参照法条 労働者災害補償保険法7条1項1号
体系項目 労災補償・労災保険 / 業務上・外認定 / 暴行・傷害・殺害
労災補償・労災保険 / 業務上・外認定 / 業務起因性
裁判年月日 2002年1月25日
裁判所名 徳島地
裁判形式 判決
事件番号 平成12年 (行ウ) 20 
裁判結果 認容(確定)
出典 タイムズ1111号146頁/第一法規A
審級関係
評釈論文 ・労政時報3533号64~65頁2002年4月5日/梶川敦子・民商法雑誌127巻6号116~125頁2003年3月
判決理由 〔労災補償・労災保険-業務上・外認定-暴行・傷害・殺害〕
 Aは、同日午後二時四五分(日本時間同日午後三時四五分)ころ、△△ホテルの一六一二号室の自室付近の廊下において、意識不明で倒れているところを発見された。Aは、直ちに病院に搬送されて救急措置が取られたが、左頚動脈を鋭利な刃物で切り付けられており、出血多量により死亡した。
 (9)Aの自室には、凶器と思われる刃物と血痕があった。Aの所持品のうち、ボストンバックの中の出張旅費約二〇万円は残されていたが、財布(約八万円在中)はなくなっていた。
 (10)△△ホテルは二五階建てであり、大連市内では最高級ホテルとされ、比較的裕福な階層の者が宿泊するものとされていた。

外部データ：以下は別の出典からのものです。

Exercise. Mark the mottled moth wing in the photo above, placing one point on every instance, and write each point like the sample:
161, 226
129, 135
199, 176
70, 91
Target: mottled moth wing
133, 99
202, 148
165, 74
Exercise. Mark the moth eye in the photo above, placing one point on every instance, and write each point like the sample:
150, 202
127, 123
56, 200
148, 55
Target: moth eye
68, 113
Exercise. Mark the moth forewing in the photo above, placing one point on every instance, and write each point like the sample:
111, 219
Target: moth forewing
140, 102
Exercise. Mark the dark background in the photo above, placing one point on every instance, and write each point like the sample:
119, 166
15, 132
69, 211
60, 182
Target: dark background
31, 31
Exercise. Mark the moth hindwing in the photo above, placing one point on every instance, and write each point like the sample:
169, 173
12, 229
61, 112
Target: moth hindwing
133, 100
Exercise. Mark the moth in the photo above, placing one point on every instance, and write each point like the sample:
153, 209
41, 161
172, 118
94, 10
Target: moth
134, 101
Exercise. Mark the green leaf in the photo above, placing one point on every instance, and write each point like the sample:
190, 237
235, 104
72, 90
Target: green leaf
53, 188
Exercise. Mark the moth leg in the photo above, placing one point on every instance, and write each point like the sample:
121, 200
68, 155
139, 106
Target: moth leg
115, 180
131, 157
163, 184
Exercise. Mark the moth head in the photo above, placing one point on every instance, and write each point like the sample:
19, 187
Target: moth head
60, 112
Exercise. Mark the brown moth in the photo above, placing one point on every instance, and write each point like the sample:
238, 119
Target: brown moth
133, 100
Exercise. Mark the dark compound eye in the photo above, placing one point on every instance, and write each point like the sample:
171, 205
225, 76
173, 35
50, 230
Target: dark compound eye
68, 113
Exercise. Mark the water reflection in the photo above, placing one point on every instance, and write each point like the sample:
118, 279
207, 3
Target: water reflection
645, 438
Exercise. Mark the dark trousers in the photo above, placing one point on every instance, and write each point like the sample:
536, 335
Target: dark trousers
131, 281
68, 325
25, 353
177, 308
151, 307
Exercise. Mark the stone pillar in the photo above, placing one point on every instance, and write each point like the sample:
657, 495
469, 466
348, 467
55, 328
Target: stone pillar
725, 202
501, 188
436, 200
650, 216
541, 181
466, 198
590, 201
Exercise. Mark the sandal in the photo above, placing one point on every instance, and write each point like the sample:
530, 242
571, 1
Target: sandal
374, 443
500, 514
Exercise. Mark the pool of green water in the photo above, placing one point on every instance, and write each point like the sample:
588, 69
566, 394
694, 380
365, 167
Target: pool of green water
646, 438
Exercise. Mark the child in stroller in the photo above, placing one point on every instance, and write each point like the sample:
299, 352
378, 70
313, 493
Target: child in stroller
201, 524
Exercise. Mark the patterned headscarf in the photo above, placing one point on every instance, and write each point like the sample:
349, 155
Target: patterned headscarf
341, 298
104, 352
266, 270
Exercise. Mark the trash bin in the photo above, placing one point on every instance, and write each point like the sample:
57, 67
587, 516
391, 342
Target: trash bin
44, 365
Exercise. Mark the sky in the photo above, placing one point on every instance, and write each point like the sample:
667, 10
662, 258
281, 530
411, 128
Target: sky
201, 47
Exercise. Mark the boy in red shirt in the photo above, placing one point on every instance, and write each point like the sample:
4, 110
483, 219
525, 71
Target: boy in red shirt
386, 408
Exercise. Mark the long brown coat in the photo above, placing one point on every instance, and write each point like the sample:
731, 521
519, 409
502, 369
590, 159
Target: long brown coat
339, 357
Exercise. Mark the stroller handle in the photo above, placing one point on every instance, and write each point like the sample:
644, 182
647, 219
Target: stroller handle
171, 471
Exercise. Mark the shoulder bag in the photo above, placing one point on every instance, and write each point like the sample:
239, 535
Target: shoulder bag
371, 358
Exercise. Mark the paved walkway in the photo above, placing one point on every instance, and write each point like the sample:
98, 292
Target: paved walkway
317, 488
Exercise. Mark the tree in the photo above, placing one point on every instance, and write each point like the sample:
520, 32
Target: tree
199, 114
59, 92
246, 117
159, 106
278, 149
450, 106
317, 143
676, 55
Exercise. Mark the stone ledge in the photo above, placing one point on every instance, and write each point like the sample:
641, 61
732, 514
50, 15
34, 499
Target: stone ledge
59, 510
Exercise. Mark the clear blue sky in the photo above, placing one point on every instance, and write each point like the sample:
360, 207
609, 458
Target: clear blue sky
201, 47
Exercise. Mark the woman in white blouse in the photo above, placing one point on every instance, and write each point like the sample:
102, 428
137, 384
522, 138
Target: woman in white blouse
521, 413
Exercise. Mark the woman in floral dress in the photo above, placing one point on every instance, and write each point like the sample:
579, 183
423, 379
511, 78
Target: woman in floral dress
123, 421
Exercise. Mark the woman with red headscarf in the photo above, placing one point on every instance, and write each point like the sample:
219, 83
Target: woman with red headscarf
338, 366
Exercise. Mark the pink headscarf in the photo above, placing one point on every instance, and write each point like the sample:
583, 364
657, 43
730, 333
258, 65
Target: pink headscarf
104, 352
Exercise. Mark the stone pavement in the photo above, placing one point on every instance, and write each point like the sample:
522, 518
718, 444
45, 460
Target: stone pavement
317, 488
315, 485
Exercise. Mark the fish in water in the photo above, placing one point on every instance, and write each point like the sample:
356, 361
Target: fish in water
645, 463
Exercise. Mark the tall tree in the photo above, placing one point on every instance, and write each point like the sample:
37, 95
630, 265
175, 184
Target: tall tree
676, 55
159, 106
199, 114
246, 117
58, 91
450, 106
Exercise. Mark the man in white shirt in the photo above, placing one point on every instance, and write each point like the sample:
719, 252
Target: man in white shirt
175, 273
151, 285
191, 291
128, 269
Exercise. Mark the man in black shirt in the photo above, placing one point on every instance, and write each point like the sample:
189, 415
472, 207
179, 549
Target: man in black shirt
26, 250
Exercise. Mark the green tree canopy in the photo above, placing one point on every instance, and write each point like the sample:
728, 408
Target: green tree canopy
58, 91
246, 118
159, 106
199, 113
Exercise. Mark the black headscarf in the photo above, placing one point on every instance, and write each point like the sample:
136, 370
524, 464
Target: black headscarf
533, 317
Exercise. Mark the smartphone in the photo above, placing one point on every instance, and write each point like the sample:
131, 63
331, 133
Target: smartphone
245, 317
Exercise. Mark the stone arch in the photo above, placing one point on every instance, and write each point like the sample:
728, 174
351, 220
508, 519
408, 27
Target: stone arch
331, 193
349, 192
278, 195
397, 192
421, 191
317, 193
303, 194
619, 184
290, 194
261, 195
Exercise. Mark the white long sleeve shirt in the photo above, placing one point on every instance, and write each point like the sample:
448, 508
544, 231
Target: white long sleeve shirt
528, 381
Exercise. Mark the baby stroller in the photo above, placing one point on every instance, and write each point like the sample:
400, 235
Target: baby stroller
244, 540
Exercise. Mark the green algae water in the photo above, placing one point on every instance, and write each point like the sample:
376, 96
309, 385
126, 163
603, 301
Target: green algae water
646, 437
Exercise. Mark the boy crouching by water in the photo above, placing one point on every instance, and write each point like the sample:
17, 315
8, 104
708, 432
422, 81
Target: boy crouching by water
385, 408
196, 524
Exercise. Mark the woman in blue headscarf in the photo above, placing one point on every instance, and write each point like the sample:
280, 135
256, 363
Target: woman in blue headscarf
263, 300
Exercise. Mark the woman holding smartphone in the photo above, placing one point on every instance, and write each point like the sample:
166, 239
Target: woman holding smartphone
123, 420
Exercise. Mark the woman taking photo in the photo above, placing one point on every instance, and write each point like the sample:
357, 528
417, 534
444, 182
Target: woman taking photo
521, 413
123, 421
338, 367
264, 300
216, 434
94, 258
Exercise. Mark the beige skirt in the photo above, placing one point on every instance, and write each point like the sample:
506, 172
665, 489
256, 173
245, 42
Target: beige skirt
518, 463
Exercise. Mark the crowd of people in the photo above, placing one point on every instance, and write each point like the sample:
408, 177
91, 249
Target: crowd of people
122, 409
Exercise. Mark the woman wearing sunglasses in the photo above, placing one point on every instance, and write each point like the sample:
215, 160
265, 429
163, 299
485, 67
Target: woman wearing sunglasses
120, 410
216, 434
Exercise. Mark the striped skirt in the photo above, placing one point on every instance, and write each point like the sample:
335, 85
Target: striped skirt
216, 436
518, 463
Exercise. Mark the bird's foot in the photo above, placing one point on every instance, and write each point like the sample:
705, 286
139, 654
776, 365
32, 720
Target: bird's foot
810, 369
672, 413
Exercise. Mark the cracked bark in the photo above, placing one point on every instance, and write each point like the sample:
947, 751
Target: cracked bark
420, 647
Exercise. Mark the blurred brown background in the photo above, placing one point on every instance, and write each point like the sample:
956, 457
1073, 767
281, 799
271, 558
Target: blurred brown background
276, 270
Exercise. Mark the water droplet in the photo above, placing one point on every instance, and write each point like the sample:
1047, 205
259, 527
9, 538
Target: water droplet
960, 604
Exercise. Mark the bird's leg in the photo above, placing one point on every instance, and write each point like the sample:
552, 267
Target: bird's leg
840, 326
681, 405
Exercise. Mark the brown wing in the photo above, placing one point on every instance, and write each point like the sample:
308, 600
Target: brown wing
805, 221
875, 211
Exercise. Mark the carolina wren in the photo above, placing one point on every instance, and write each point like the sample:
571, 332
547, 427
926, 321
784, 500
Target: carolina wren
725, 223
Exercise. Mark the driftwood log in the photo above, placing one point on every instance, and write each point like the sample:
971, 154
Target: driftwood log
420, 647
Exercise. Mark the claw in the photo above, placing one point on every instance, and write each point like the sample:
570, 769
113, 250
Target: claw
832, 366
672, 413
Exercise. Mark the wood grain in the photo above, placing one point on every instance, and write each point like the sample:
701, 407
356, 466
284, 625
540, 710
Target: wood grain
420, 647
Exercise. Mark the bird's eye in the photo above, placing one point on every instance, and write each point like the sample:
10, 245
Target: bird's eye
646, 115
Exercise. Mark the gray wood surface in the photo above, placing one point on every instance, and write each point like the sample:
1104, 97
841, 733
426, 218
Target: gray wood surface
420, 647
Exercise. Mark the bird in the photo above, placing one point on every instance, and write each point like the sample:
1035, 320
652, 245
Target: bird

 しかし、△△ホテルの一六一二号室付近には非常階段が設置されており、非常階段を利用して外部から客室へ容易に出入りできる状態であった。しかも、一六階のフロアーや非常階段の出入り口付近の照明は暗い状態であった。そして、玄関ホールやロビーは、宿泊客以外の者が自由に利用しており、フロントを通過することなく客室へ出入りできる状態であった。〔中略〕
〔労災補償・労災保険-業務上・外認定-暴行・傷害・殺害〕
 外務省作成の「国別安全情報」には、大連市について、傷害、強盗、けん銃を使用した殺人、恐喝事件が頻発しており、日本人をねらったスリ、置き引き、ひったくり、集団暴行等の傷害事件も増加していること、平成九年四月に本件事件が発生したほかにも、平成一〇年六月には窃盗犯が住居に侵入する事件が発生し、平成一一年三月には、夜間帰宅途中の女性が暴行を受ける事件が発生していることなどが記載されている。また、北京市について、平成八年九月に、日本人旅行者が滞在中のホテルの客室内で二人組の男に殺害され金品を奪われる事件が発生したほか、高級ホテルでも外国人を被害者とした強盗殺人事件が発生したことなどが記載されている。〔中略〕
〔労災補償・労災保険-業務上・外認定-業務起因性〕
 労災保険法七条にいう「業務上」の事由による災害と認められるためには、労働者が労働契約に基づく使用者の従属関係にある場合において(業務遂行性)、業務を原因として生じた災害であり、しかも業務に内在する危険性が現実化したものと経験則上認められる場合(業務起因性)であることが必要であるところ、業務遂行中に生じた災害は、特段の事情がない限り、業務に起因するものと事実上推定される。
 3 本件事件は、出張中の宿泊先で発生したものであるが、上記1に認定した各事実によれば、Aは所定の宿泊施設内で行動していたのであり、積極的な私的行為や恣意的行為に及んだとは認められないから、業務遂行性が認められることは明らかである。
 ところで、被告は、Aは第三者の故意による加害行為により死亡したものであるから業務起因性はない旨を主張するので、本件におけるAの死亡について業務起因性があるといえるかどうかを検討する。
〔労災補償・労災保険-業務上・外認定-暴行・傷害・殺害〕
 上記1(8)ないし(11)に認定した各事実によれば、Aは、本件事件の際、約八万円入りの財布を強取されたこと、本件の約半年前に、北京市内のホテルにおいて、日本人旅行者が殺害された上に金品を強奪されるという、本件とほぼ同様の事件が発生していたほか、外国人が宿泊先のホテル内で強盗殺人の被害に遭う事件も発生していたこと、本件後、大連市内では、日本人が被害者となる事件が復数発生していること、本件当時、△△ホテルにおいて、宿泊者に対する安全対策が十分であったとはいいがたく、現に本件事件が発生していることが認められる。これらの諸事情を前提とすると、本件当時、△△ホテル等において、日本人が強盗殺人等の被害に遭う危険性はあったというべきであり、本件事件は、業務に内在する危険性が現実化したものと解される。したがって、Aの死亡には業務起因性を否定すべき特段の事情はなく、労災保険法七条の「業務上死亡した場合」にあたる。よって、これと結論を異にする本件処分は労災保険法七条の解釈適用を誤ったものとして違法であるといわざるを得ない。